Social Media, Loneliness, and Isolation

Two recent articles in the Federalist are related to this blog’s theme of “relationships, power, and freedom.”  Both articles are packed with insights and I highly recommend you click on the links below and read them.

The Loneliness of Not Knowing Ourselves by D.C. McAllister and What Abortion Selfies Tell us about American Community, by Ben Domenech explore how social media seem to have made people more isolated, not less.  Ironically, social media can provide only a faint illusion of connection with others.  For too many, it’s become little more than veil for loneliness, making it even worse.  One danger is that as  people become more alienated and isolated, they become more susceptible to manipulation and control.

Without the real connection of being in the physical presence of others, McAllister, notes, we cannot really be known either to ourselves or someone else.   We can’t really share.  She adds:  “And that is what we want.
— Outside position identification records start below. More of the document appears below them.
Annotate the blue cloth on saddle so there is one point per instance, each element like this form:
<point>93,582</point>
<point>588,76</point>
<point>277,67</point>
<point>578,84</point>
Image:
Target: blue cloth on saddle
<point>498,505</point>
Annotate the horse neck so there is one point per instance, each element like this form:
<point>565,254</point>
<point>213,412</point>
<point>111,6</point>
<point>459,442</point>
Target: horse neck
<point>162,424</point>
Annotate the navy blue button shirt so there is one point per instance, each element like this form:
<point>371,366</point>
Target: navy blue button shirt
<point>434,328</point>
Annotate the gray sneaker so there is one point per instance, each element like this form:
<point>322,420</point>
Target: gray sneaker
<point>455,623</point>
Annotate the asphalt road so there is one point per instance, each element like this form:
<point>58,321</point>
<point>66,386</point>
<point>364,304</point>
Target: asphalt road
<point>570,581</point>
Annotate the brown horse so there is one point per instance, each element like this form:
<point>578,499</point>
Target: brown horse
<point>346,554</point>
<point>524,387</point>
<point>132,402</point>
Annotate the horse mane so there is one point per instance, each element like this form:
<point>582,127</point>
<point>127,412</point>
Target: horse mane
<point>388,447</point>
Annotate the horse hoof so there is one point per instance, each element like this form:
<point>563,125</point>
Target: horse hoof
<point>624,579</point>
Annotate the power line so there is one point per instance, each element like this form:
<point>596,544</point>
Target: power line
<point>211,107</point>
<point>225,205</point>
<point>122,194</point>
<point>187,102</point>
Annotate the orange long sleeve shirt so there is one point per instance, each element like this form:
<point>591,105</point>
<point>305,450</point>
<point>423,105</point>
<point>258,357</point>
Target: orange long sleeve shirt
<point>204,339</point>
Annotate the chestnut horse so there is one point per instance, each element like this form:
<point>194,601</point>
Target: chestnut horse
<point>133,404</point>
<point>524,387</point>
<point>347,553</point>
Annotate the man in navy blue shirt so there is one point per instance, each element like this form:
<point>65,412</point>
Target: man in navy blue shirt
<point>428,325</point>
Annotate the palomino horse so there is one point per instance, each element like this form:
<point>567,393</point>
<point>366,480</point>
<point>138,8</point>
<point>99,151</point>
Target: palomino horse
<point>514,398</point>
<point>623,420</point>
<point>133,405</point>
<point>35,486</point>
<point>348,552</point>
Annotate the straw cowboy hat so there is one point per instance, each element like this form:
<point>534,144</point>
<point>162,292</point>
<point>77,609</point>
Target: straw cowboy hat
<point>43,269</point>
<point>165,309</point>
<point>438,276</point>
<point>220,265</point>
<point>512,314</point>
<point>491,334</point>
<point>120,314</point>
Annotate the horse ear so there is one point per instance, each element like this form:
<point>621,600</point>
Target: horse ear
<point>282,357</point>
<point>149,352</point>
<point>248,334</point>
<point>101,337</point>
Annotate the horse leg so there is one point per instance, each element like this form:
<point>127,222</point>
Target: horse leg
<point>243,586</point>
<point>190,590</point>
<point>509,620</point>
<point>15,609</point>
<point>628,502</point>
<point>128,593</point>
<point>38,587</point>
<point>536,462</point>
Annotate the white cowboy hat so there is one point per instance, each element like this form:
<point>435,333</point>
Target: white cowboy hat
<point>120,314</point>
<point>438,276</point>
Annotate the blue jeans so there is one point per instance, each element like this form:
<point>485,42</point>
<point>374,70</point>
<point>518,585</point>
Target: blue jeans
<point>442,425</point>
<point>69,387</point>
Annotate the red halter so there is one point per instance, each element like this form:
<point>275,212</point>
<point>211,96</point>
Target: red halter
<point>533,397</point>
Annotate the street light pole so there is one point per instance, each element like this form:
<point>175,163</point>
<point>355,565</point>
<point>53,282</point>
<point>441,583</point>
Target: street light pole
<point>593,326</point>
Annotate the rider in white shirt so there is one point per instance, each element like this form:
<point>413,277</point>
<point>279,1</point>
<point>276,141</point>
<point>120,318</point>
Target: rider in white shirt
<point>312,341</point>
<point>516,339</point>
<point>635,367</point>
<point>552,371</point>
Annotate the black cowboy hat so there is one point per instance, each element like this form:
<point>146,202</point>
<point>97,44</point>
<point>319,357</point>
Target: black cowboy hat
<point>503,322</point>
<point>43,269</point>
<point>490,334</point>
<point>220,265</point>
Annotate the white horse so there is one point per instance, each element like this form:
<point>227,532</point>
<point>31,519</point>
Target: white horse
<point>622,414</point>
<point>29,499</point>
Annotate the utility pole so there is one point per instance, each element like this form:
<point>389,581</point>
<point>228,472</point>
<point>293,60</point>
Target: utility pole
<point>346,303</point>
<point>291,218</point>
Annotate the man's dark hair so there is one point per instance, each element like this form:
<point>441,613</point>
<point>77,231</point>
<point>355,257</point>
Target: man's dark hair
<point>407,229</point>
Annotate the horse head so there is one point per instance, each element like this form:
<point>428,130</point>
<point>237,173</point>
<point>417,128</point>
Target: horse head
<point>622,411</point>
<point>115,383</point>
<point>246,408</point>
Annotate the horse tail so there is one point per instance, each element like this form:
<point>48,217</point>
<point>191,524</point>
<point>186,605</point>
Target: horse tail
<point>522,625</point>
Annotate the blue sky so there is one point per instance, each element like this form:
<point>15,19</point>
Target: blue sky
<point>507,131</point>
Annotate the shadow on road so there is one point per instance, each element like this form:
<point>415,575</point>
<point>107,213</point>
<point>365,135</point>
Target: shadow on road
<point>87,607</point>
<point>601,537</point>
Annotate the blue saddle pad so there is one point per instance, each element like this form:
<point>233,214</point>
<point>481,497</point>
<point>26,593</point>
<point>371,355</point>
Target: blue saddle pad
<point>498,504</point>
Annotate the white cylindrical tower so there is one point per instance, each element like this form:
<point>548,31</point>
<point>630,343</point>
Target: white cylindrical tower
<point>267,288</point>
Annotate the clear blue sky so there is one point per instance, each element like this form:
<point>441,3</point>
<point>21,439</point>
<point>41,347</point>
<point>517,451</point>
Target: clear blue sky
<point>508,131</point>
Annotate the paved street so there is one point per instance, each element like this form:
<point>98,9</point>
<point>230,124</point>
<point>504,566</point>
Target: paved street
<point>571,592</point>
That is what human connection is all about. It’s being known. This is one of the great themes (and great comforts) of Scripture. We are known by God. Before we were born, he knew us (Jer. 1:5), he knows us better than we know ourselves (Rom. 8:27), the Shepherd knows his sheep (John 10:14), our Creator has searched us and knows us—and still loves us (Psalm 139).

Earlier this month, Ben Domenech reflected upon the decision of an abortion counselor to film her own surgical abortion and try to put a positive spin on it by posting the video to the internet:

“The concept of the abortion selfie is in some ways an inevitable consequence of an increasingly atomized culture. Consider instead the lure that would motivate one to seek to share this moment, and then to share in the reaction to this moment from social media, and then to share again in the reaction to that reaction in the pages of Cosmo. This is an individual seeking out the affirmation and attention of others – for good or ill, it is an attempt to find a community, a grasping for a sense of belonging.”

And I believe he is exactly right.  Her act was not only destructive of life and so much else, but it was also an act motivated by an urge for attention and validation, a craving for community. My hope is that as we better understand this motivation in human beings, we might learn how to breach the walls and overcome the forces that separate us.